Assignment of the E. nipponicum transcripts to individual KEGG Orthology categories. KEGG pathways [34] (axis y, top 10 for each category) sorted (in ascending order) by their abundance (expressed by the sum of TPM values for all included transcripts, axis x) in the main categories: brown (A09100 Metabolism), blue (A09120 Genetic information processing), black (A09130 Environmental information processing), red (A09140 Cellular processes), orange (A09150 Organismal systems), and purple (A09180 Brite hierarchies). Categories A09160 (Human diseases) and A09190 (Not included in pathway or brite) were excluded. A logarithmic scale was used to display the relative expression of each pathway

An analysis of enzymes involved in glycogen synthesis and catabolism revealed low levels of transcription of phosphofructokinase (related to glycogen breakdown; 4.30 TPM), which is in keeping with the fact that in oxygen-rich environment, E. nipponicum energy metabolism relies on its glycogen stores. In comparison, a higher transcription was observed for an enzyme involved in glycogen synthesis, namely fructose 1,6-bisphosphatase (86.34 TPM), which may be required for vitelline cell development during the parasite’s egg formation process [35].

Other key pathways with high levels of transcription included pathways associated with signal transduction, which regulate a range of cell function processes and play a critical role in cellular development (Fig. 3). Among the KEGG pathways transcribed, we also observed the digestion process. Ingested blood is partially hydrolysed in the gut under slightly acidic conditions (gastric acid secretion ko04971, TPM: 1443.04, TPM/transcript ratio: 34.36) and released molecules (proteins, fats, carbohydrates, and vitamins) are processed intracellularly within digestive cells (protein digestion and absorption ko04974, TPM: 375.11, TPM/transcript ratio: 15.63; fat digestion and absorption ko04975, TPM: 278.19, TPM/transcript ratio: 14.64; carbohydrate digestion and absorption ko04973, TPM: 196.92, TPM/transcript ratio: 7.88; vitamin digestion and absorption ko04977, TPM: 27.62) before being absorbed (phagosome ko04145, TPM: 10,427.96, TPM/transcript ratio: 68.61; endocytosis ko04144, TPM: 4931.40, TPM/transcript ratio: 26.95).

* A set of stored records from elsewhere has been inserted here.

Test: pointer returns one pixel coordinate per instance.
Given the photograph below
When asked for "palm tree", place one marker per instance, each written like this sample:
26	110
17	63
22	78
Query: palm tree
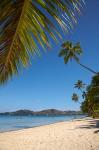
75	97
80	85
27	25
70	51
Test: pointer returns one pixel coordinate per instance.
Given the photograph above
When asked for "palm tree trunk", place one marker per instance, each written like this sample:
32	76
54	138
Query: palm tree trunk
88	68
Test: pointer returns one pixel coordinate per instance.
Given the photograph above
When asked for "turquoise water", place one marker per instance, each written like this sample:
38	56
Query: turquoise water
8	123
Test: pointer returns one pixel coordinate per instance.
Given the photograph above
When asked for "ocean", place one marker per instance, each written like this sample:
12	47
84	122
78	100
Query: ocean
9	123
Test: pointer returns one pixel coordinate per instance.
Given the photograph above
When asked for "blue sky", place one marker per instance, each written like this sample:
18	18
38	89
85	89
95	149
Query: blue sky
48	83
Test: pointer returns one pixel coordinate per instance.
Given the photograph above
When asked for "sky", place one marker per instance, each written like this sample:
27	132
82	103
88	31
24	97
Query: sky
48	82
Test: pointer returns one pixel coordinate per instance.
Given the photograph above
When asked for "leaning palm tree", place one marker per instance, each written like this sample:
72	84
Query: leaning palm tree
70	51
75	97
27	25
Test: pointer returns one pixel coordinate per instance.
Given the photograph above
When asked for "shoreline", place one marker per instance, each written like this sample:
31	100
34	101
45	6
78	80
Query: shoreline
44	125
76	134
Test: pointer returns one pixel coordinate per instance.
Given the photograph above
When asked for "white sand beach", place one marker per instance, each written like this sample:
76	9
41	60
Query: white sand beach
72	135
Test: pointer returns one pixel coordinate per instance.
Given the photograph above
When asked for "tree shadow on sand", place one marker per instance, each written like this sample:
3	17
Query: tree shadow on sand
91	124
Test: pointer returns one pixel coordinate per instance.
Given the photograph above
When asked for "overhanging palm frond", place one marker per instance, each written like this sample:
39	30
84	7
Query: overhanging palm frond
26	23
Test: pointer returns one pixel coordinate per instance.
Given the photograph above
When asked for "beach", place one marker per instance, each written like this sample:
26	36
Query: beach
79	134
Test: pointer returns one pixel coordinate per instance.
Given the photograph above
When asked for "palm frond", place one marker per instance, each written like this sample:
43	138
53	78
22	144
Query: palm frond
26	24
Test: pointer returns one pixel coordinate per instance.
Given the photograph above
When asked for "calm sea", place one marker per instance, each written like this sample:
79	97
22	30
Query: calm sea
8	123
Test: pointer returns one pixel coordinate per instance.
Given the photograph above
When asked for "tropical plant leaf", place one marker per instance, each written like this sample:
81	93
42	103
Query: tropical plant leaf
25	25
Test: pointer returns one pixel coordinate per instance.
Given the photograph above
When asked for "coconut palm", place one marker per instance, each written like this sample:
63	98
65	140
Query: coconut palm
27	25
75	97
79	85
72	51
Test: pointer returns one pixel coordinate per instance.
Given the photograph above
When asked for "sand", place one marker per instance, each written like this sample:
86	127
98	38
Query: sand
72	135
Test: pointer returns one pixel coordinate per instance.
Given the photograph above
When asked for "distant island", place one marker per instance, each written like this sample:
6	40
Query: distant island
49	112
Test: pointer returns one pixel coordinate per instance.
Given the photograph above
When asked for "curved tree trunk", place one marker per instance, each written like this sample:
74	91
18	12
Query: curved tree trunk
88	68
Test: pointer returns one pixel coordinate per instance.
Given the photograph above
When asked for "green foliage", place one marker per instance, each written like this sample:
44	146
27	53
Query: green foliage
80	85
75	97
70	51
25	25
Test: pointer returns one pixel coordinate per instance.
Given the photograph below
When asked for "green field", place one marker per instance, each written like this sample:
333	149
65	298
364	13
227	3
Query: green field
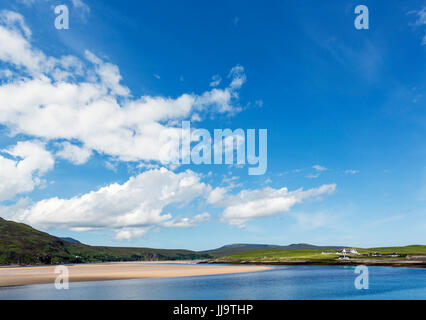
317	256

Abundant transcription of peptidases and peptidase inhibitors

Consistently with recent somatic proteomic analysis of adult E. nipponicum by Roudnický and colleagues [12], peptidases and their inhibitors are highly transcribed in the adult transcriptome data. Transcripts associated with the GO term peptidase (GO:0008233, TPM: 1561.66, TPM/transcript ratio: 82.19) and endopeptidase (GO:0004175, TPM: 2693.81, TPM/transcript ratio: 99.77) are significantly transcribed and dominate the five main classes of peptidase activity: cysteine-type peptidase activity (GO:0008234, TPM: 7500.09, TPM/transcript ratio: 83.33), threonine-type endopeptidase activity (GO:0004298, TPM: 3257.16, TPM/transcript ratio: 70.81), serine-type endopeptidase activity (GO:0004252, TPM: 1080.0, TPM/transcript ratio: 15.65), aspartic-type endopeptidase activity (GO:0004190, TPM: 1050.0, TPM/transcript ratio: 19.44), and metalloendopeptidase activity (GO:0004222, TPM: 419.22, TPM/transcript ratio: 8.56). Key GO terms associated with endopeptidase inhibitory activity also displayed abundant transcription within the adult transcriptome (GO:0004867 serine-type endopeptidase inhibitors, TPM: 4950.51, TPM/transcript ratio: 72.80 and GO:0004866 endopeptidase inhibitor activity, TPM: 664.42, TPM/transcript ratio: 44.29).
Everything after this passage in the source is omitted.